Cybersecurity needs both psychologists and field marshals

Many cybersecurity professionals like military analogies. Indeed, some security pros are ex-military. But after a recent security exercise involving IBM’s new lorry-mounted SOC (security operations centre), I found myself wondering just how apt those analogies really are.

For example, there’s the popular statement that is frequently misquoted as “No battle plan survives contact with the enemy.” What its author, the 19th century German field marshal and strategist, Moltke the Elder, actually said* translates as it won’t “go with certainty past first contact with the enemy’s main strength.” His thesis was not that battle plans were pointless, but that commanders should establish flexible operational frameworks, giving stated intentions rather than detailed orders.

Cybersecurity versus the big battalions

So it is – or should be – with cybersecurity. When problems arrive one by one, they can be triaged, assigned and dealt with, like an army dealing with skirmishers and probing attacks. But when a major incident occurs, that’s when the fertiliser hits the fan. The enemy’s main battle tanks have arrived en masse, and you are about to find out which of your lieutenants can think on their feet.

All this seems obvious to us today in a military context – individual leaders are expected to use their initiative and judgement to get the job done within their commander’s overall framework. And yet, while it’s standard for modern militaries, anyone who has had the misfortune to work for a micro-manager will know how firmly it is ignored in much of civilian life.

So, back to the IBM lorry.
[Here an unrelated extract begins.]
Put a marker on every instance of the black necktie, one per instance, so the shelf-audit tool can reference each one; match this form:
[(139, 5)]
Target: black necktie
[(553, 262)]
Called the X-Force Command Cyber Tactical Operation Centre (CTOC), it’s designed for multiple roles. The primary one is training exercises for cybersecurity incident response teams, but it can also be used as a mobile SOC for special events – think of IBM’s Wimbledon sponsorship, for instance – and for educational outreach.

An obvious target for the latter is schools and colleges, to interest and inspire the next generation of security professionals, but it’s more than that. Outreach can also be to anyone from journalists and industry analysts to a company’s board members – the board of course being where the data protection buck ultimately stops.

It’s a fantastic set-up inside the X-Force CTOC lorry, with its expanding sides that open into a good-sized room. As well as the fully-equipped desks of the SOC itself, there’s huge screens on the walls to throw up events and chart the progress of the ‘incident’, plus a computer room, satellite connectivity and a generator make it all independent of the grid.

During an exercise, IBM’s backstage trainers phone in and send messages, playing the roles of end users, anxious customers, TV reporters and more. But while this all is usually referred to as training, this is where military analogies might lead us astray. What civilians picture is soldiers practising combat skills and small-unit tactics, but in reality – and in cybersecurity – that’s only part of the story.

The psychology of stressed teams is fundamental

A far bigger part is the psychology element. Firstly, it’s getting used to thinking on your feet and taking the initiative, as old Moltke might have said. But it’s also testing how your people – both individually, and more importantly as a team – respond to stress. Do they remember the framework or do they panic? Do they co-operate with colleagues or retreat inwards, ignoring the ringing phones? Do their assignments match their individual strengths and weaknesses? And of course, does the organisation’s draft response plan actually help or hinder?

The psychology of stressed teams is fundamental to an organisation’s response to a breach or other incident. So not only is it absolutely essential to invest in adequate incident response training for your team, it must be more than just tech skills – you need to test and stress them as a team too. Only then will you find out not just how their training benefits everyday business operations, but how it works in the heat of a cyberattack.

 

*In the original: “Kein Operationsplan reicht mit einiger Sicherheit über das erste Zusammentreffen mit der feindlichen Hauptmacht hinaus.”